Post-Brexit, my working assumption would be that the UK would seek to continue its well-established trading relationship with the EU rather than follow the ‘Swiss model’ of countless bilateral agreements. However that would see us facing a tough choice between access to a single market over whose rules we would have no influence or regulatory autonomy with tariffs galore. When I recently explained to a Norwegian parliamentarian the enthusiasm of some Brexit advocates to mimic Norway, Liechtenstein and Iceland in their trading relationships with the EU, she implored the UK not to go down that route. “We have all of the rules,” she explained, “but none of the influence”. Indeed, EU officials might be inclined to make market access even tougher for the UK, lest other countries be tempted to follow suit and exit the EU themselves.
I am also unconvinced that our standing apart from the EU makes it easier to face the international and domestic challenges ahead. On freedom of movement, to give one example, I suspect French border police would be virtually incentivised to relax Calais controls if the UK were no longer a member of the EU, making the migrant crisis far harder to handle. I also fail to see how the anti-immigration message that will likely form a key pillar of the Leave campaign marries up with the idea of the UK as an open, global trading nation.

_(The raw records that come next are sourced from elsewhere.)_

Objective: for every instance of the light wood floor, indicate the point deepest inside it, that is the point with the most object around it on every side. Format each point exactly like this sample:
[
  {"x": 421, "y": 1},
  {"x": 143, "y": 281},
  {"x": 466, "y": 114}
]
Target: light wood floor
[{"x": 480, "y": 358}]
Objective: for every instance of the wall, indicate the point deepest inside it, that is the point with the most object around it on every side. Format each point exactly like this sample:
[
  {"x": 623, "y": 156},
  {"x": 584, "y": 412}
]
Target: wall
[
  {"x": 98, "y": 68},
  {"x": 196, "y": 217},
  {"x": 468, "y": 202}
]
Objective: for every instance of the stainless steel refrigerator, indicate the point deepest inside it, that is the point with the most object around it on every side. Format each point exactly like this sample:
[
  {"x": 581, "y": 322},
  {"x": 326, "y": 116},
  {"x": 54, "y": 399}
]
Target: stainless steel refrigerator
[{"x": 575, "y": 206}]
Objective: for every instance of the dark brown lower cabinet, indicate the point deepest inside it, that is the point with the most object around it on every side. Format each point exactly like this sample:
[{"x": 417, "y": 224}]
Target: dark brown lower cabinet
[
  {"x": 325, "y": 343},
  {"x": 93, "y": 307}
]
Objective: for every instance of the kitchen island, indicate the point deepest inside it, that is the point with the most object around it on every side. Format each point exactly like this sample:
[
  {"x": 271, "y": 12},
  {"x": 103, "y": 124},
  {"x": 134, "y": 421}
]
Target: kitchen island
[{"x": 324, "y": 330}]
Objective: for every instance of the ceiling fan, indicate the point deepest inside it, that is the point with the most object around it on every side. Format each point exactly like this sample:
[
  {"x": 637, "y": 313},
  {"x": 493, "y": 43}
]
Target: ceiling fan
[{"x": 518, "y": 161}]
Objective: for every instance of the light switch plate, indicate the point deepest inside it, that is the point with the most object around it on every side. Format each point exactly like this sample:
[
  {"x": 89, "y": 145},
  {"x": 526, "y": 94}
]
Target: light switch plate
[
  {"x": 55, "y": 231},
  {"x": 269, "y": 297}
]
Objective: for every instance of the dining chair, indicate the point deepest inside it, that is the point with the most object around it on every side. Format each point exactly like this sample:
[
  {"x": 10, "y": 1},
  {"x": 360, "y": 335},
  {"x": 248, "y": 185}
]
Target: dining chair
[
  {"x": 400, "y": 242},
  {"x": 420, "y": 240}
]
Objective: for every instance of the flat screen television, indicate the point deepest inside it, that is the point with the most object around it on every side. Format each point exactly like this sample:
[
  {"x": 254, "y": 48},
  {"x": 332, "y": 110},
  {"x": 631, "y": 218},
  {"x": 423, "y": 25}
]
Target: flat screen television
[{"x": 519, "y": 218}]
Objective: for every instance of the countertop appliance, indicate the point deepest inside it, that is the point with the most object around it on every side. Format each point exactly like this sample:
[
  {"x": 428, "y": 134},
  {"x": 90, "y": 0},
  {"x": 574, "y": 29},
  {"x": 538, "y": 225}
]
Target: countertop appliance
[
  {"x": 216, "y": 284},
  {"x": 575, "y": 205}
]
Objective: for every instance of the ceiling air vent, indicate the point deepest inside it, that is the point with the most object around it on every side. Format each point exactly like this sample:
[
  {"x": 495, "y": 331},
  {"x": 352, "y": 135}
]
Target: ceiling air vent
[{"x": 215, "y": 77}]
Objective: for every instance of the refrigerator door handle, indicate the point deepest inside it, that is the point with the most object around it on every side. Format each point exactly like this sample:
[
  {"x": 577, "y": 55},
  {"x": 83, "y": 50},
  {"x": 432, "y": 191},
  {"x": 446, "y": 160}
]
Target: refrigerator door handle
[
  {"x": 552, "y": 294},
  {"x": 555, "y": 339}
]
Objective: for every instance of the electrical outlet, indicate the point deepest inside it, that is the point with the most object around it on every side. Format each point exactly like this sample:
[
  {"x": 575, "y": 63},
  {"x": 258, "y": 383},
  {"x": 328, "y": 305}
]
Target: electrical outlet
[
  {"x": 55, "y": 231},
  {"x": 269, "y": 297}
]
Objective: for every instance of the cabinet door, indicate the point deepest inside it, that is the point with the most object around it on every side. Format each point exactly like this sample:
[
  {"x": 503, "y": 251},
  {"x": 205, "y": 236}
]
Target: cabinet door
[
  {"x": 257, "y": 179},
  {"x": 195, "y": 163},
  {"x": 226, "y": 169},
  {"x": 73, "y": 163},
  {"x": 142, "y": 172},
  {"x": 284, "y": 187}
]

Britons would be forgiven for worrying that too much European energy is now being expended on solving the problems in the Eurozone, to the detriment of measures that might improve Britain’s future wellbeing. However, the single market is far from finished and there remains much more that we can achieve in close alliance. Work is well underway, for example, towards an ambitious digital single market where individuals and businesses can access and exercise online activities under conditions of fair competition, and a high level of consumer and personal data protection.
Politics is a messy business that can be slow to deliver results. The EU is not a commercial entity which can implement solutions quickly and without regard for detractors. Equally, for the EU to demonstrate intransigence during the Prime Minister’s renegotiation will play straight into the hands of those who portray it as an organisation unfit to govern in the modern world. It is vital not just for the confidence of the UK but the 27 other member states that the EU shows itself open to reform.
Once the renegotiation process is over, however, it is for Britons to ask themselves – in participating in this imperfect enterprise, what is our return and what compromises are we willing to accept as the price? No matter the attempts of the Remain and Leave campaigns, for most voters the answer will not be clear cut and therefore the outcome of the UK’s renegotiation will be crucial in helping them weigh up the value fellow member states place on Britain’s contribution and the extent to which the EU is willing and able to adapt.
I am optimistic that the Prime Minister’s renegotiation of our relationship with the EU can prove the opening salvo in a process of European reform. In this way our nation will be at the forefront, advancing a free trade and competitiveness agenda that promotes growth, jobs, security and stability long after the referendum. If he is successful, it will be the latest in a long line of British achievements at European level, ultimately helping the EU accept change and challenge at a time when its very survival depends on flexibility.